The commissioner of justice for the European Union struck an optimistic tone Monday, outlining a way forward for negotiations between the EU and the United States over consumer privacy and the future of internet commerce. During a speech at the Brookings Institution in Washington, D.C., Vera Jourová said a new agreement regulating the transatlantic flow of commercial data will be set by January next year.
Though her remarks were conciliatory, in part to to ease the concerns of an American tech industry under increased European regulatory scrutiny, Jourová emphasized that disagreements over national security and data privacy stand as key points of contention between the two sides.
Before Jourová began her talk, a moment of silence was held to honor the victims of the Friday attacks in Paris.
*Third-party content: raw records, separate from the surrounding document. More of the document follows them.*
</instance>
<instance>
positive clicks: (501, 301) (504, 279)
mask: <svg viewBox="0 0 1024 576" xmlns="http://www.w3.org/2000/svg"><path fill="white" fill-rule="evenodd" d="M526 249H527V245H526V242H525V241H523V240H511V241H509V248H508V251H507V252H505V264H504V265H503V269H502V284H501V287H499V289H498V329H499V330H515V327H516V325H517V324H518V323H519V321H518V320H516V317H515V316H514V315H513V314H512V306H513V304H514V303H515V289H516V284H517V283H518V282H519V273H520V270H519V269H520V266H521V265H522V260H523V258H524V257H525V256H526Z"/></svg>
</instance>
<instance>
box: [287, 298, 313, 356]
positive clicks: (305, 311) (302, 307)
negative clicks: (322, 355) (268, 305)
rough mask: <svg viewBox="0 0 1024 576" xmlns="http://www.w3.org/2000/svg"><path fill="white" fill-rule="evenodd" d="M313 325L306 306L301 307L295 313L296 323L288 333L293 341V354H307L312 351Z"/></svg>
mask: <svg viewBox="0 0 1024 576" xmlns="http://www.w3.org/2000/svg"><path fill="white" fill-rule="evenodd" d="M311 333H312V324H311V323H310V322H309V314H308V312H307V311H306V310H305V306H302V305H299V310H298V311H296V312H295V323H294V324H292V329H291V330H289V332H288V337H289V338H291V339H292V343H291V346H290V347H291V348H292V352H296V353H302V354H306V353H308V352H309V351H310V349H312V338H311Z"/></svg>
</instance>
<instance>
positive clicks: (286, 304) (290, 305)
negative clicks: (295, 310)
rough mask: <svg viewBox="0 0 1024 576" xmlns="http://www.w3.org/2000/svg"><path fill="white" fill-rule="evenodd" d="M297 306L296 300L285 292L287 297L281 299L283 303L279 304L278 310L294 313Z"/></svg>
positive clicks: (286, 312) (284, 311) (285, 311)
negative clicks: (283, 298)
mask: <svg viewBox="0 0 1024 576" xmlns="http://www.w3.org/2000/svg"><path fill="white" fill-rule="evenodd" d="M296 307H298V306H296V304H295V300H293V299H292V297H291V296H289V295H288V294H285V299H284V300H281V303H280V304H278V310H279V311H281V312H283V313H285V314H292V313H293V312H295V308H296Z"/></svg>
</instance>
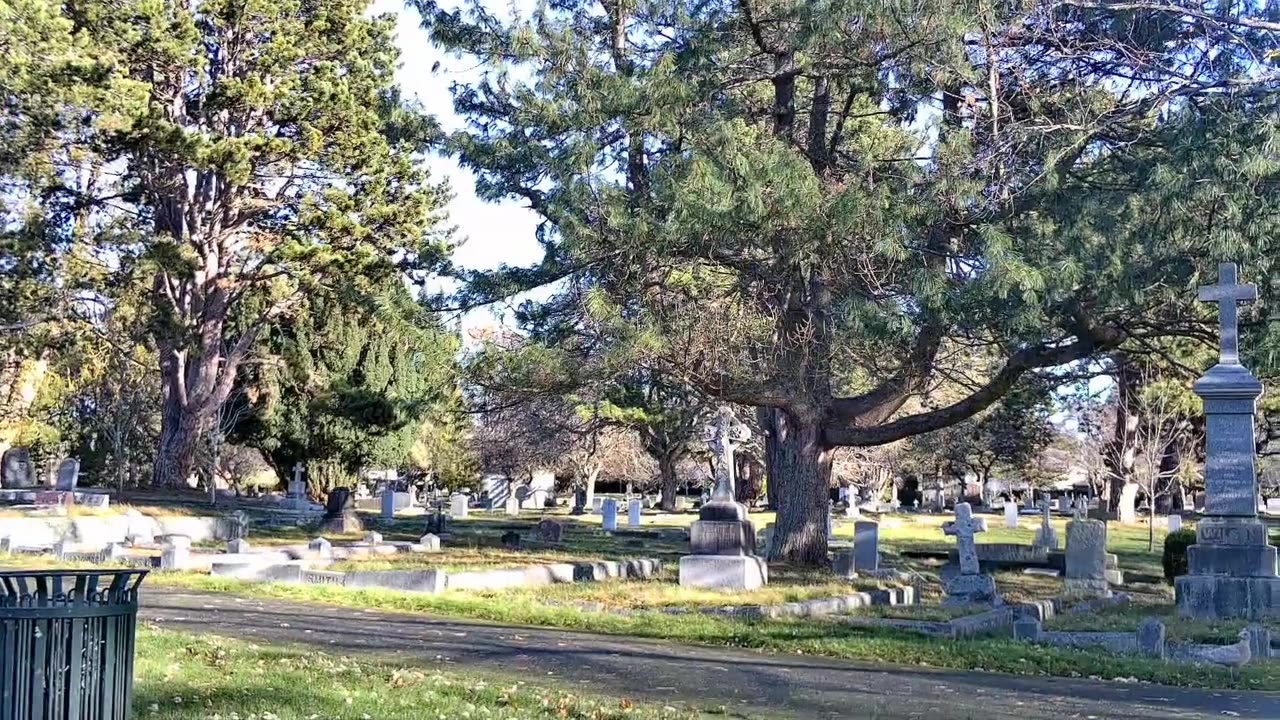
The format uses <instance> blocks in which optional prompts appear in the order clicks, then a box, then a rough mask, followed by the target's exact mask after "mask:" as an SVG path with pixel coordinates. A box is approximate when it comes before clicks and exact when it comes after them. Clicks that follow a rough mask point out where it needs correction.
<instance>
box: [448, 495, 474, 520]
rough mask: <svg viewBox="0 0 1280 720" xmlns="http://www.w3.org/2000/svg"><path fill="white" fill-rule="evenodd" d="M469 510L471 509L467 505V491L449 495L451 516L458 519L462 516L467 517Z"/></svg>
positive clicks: (450, 511)
mask: <svg viewBox="0 0 1280 720" xmlns="http://www.w3.org/2000/svg"><path fill="white" fill-rule="evenodd" d="M468 510H470V509H468V506H467V496H466V495H465V493H461V492H460V493H454V495H452V496H449V516H451V518H453V519H454V520H457V519H460V518H466V516H467V511H468Z"/></svg>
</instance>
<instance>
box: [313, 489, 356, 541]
mask: <svg viewBox="0 0 1280 720" xmlns="http://www.w3.org/2000/svg"><path fill="white" fill-rule="evenodd" d="M364 529H365V524H364V523H361V521H360V515H357V514H356V498H355V497H352V496H351V488H333V489H332V491H329V497H328V498H326V501H325V509H324V518H323V519H321V520H320V532H324V533H358V532H361V530H364Z"/></svg>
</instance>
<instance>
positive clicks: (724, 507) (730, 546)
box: [680, 407, 769, 591]
mask: <svg viewBox="0 0 1280 720" xmlns="http://www.w3.org/2000/svg"><path fill="white" fill-rule="evenodd" d="M749 437H750V430H749V429H748V428H746V425H742V424H741V423H737V421H736V420H735V418H733V414H732V413H731V411H730V410H728V409H727V407H722V409H721V410H719V413H718V415H717V419H716V424H714V425H713V428H712V432H710V437H709V438H708V446H709V447H710V450H712V454H713V456H714V457H716V491H714V493H712V497H710V500H709V501H708V502H705V503H703V506H701V507H700V509H699V510H698V521H695V523H694V524H692V525H691V527H690V528H689V544H690V551H691V555H686V556H684V557H681V559H680V584H681V585H682V587H696V588H714V589H730V591H733V589H736V591H742V589H755V588H759V587H762V585H764V584H765V583H767V582H768V577H769V575H768V565H767V564H765V562H764V559H762V557H759V556H756V555H755V527H754V525H751V521H750V520H749V519H748V512H746V506H744V505H742V503H740V502H737V501H736V500H733V451H735V450H736V448H737V446H739V445H741V443H742V442H744V441H746V439H748V438H749Z"/></svg>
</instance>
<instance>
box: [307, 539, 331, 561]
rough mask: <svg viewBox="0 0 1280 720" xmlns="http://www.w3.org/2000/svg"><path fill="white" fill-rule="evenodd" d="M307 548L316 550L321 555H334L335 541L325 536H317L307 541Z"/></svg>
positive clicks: (318, 554)
mask: <svg viewBox="0 0 1280 720" xmlns="http://www.w3.org/2000/svg"><path fill="white" fill-rule="evenodd" d="M307 550H310V551H311V552H315V553H316V555H317V556H320V557H333V543H330V542H329V541H326V539H325V538H315V539H312V541H311V542H308V543H307Z"/></svg>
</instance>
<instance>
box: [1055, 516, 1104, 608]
mask: <svg viewBox="0 0 1280 720" xmlns="http://www.w3.org/2000/svg"><path fill="white" fill-rule="evenodd" d="M1064 585H1065V589H1066V596H1068V597H1075V598H1079V597H1111V585H1108V584H1107V524H1106V523H1103V521H1102V520H1071V521H1070V523H1068V524H1066V579H1065V582H1064Z"/></svg>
And even as the events have prompted calls for increased surveillance power in Europe and the U.S., Jourová stressed the need for thoughtful government action.
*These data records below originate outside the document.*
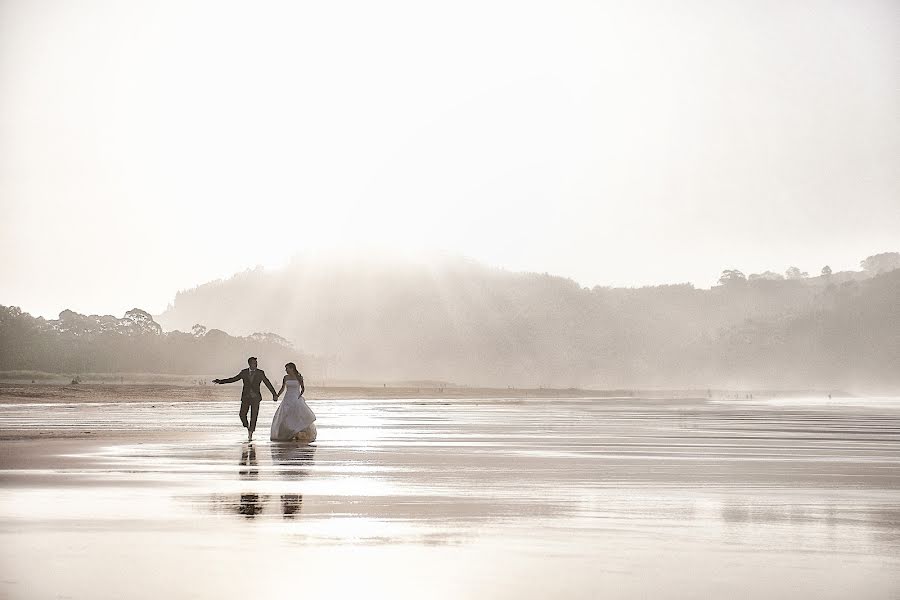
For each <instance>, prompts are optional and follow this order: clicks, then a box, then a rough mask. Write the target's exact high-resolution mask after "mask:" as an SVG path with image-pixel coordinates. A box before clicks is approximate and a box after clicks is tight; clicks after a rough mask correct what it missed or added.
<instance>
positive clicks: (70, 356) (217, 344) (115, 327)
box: [0, 306, 318, 379]
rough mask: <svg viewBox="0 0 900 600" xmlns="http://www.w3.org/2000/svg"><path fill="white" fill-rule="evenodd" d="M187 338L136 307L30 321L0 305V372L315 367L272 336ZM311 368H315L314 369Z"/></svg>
mask: <svg viewBox="0 0 900 600" xmlns="http://www.w3.org/2000/svg"><path fill="white" fill-rule="evenodd" d="M189 329H191V332H190V333H186V332H182V331H170V332H163V330H162V327H160V325H159V324H158V323H156V322H155V321H154V320H153V317H152V316H151V315H150V314H149V313H147V312H146V311H143V310H141V309H138V308H135V309H132V310H130V311H128V312H127V313H125V315H124V316H123V317H121V318H117V317H113V316H111V315H82V314H79V313H76V312H73V311H71V310H64V311H63V312H62V313H60V315H59V319H50V320H46V319H43V318H41V317H32V316H31V315H29V314H28V313H24V312H22V311H21V310H20V309H19V308H18V307H15V306H0V371H37V372H48V373H67V374H71V375H78V374H85V373H166V374H181V375H194V376H197V375H201V376H202V375H216V374H218V375H220V376H223V377H224V376H231V375H233V374H235V373H237V372H238V370H240V369H241V368H243V367H245V366H246V362H245V361H246V359H247V357H248V356H251V355H259V356H260V358H261V359H263V358H264V359H265V360H264V361H263V364H261V366H262V367H265V368H267V369H269V370H270V372H271V370H272V369H274V375H275V376H276V377H277V378H279V379H280V376H281V374H283V373H282V365H284V363H285V362H287V361H289V360H293V361H296V362H299V363H304V364H307V365H308V366H309V367H311V368H314V369H315V367H316V366H317V363H316V362H315V358H314V357H310V356H306V355H303V354H301V353H299V352H298V351H297V350H295V349H294V348H293V346H292V345H291V344H290V342H288V341H287V340H286V339H284V338H282V337H281V336H279V335H276V334H274V333H254V334H252V335H249V336H246V337H235V336H231V335H228V334H227V333H225V332H224V331H220V330H217V329H211V330H207V329H206V328H205V327H203V326H199V325H198V326H196V327H193V328H189ZM316 370H318V369H316Z"/></svg>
“This is an attack on our values and basic principles,” Jourová said. "And what we value is our freedom. And what is part of our freedom is the protection of privacy.”
Negotiations between Jourová and her American counterpart, Department of Commerce Secretary Penny Pritzker, began anew in early October, aiming to restore a transatlantic trade agreement that allowed American tech companies to transfer the data of European customers to the U.S. — as long as the companies provided adequate privacy protections. That agreement, known as Safe Harbor, was invalidated by the EU’s highest court, however.
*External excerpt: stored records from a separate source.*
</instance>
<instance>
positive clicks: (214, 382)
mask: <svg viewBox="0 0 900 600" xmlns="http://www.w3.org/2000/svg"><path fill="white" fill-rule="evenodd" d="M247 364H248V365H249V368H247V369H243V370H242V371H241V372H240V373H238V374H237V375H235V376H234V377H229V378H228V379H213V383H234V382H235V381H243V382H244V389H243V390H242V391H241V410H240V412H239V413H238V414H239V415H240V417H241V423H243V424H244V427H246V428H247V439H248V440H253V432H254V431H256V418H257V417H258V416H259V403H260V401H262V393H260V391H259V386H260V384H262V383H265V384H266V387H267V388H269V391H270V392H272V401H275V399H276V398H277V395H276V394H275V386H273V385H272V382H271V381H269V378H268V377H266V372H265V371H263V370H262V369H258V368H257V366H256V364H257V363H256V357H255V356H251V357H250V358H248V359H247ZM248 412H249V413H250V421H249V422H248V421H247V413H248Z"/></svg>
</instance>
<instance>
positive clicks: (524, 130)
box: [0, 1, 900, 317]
The court found that American national security interests had intruded upon the privacy rights of European citizens. At the heart of the court’s opinion were American surveillance programs that rely on consumer data provided by giant internet companies.
“Surveillance is the main issue and is the reason we did not conclude the negotiations ... before summer,” Jourová said. The justice commissioner explained that the political commitment to making a deal is there, but more work is needed to define when American law enforcement agencies can gain privileged access to the data of Europeans. As negotiations proceed this winter, clarification on basic but fundamental terms like “national security” and “public interest” will need to be made, she said.
“Surveillance issues have been at the center of safe harbor negotiations,” said Cameron Kerry, a fellow at Brookings’ Center for Technology Innovation. Kerry pointed to a controversial law passed by the French Parliament in May, expanding the government's surveillance powers, to show that debates over privacy rights and state power remain unresolved on both sides of the Atlantic.
As Jourová took questions from the audience, which turned the discussion again to Paris, she insisted that the EU’s commitment to protecting the privacy of its citizens would not change in light of the tragedy, just as it did not after the terrorist attacks on the French newspaper Charlie Hebdo. “In those days we decided not to react with panic,” she said, “not to bring any hysterical changes and reactions dictated by fear, and to be steady on the principles which are so dear to us.”